Mechanistic modeling of the SARS-CoV-2 and immune system interplayTeam Lead: Mohit Kumar Jolly
Note: This is a pre-print study which has not been peer-reviewed yet.
The disease caused by SARS-CoV-2 is a global pandemic that threatens to bring long-term changes worldwide. Approximately 80% of infected patients are asymptomatic or have mild symptoms such as fever or cough, while rest of the patients have varying degrees of severity of symptoms, with 3-4% mortality rate. Severe symptoms such as pneumonia and Acute Respiratory Distress Syndrome can be caused by tissue damage mostly due to aggravated and unresolved innate and adaptive immune response, often resulting from a cytokine storm. However, the mechanistic underpinnings of such responses remain elusive, with an incomplete understanding of how an intricate interplay among infected cells and cells of innate and adaptive immune system can lead to such diverse clinicopathological outcomes.

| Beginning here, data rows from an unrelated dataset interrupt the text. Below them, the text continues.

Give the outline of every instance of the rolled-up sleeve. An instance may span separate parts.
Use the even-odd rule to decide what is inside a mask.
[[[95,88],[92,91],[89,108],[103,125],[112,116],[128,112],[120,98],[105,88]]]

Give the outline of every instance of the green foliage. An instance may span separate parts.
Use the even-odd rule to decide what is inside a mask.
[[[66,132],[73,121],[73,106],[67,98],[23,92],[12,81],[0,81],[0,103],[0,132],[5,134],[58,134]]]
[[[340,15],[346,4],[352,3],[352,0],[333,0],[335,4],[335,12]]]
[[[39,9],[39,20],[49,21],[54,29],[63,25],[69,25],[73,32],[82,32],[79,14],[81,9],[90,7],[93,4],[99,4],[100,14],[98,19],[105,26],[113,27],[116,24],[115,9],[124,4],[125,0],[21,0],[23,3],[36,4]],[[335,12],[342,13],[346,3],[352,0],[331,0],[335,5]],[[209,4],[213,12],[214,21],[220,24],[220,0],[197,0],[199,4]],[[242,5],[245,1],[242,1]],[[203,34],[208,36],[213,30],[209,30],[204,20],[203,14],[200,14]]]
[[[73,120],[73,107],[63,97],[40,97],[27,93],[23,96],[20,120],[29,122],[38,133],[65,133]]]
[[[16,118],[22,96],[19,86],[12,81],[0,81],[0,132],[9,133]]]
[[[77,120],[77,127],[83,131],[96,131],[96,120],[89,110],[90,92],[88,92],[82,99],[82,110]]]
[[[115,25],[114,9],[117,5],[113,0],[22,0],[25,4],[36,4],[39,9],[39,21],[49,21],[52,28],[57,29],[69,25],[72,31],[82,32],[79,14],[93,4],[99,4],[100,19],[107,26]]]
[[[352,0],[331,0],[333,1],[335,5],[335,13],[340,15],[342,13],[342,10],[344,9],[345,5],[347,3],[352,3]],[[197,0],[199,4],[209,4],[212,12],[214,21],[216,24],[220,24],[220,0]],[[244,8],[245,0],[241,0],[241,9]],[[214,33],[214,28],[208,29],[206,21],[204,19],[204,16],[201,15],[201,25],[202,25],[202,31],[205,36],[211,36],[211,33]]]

Here, we use a dynamical systems approach to dissect the emergent nonlinear intra-host dynamics among virally infected cells, the immune response to it and the consequent immunopathology. By mechanistic analysis of cell-cell interactions, we have identified key parameters affecting the diverse clinical phenotypes associated with COVID-19. This minimalistic yet rigorous model can explain the various phenotypes observed across the clinical spectrum of COVID-19, various co-morbidity risk factors such as age and obesity, and the effect of antiviral drugs on different phenotypes. It also reveals how a fine-tuned balance of infected cell killing and resolution of inflammation can lead to infection clearance, while disruptions can drive different severe phenotypes. These results will help further the case of rational selection of drug combinations that can effectively balance viral clearance and minimize tissue damage simultaneously.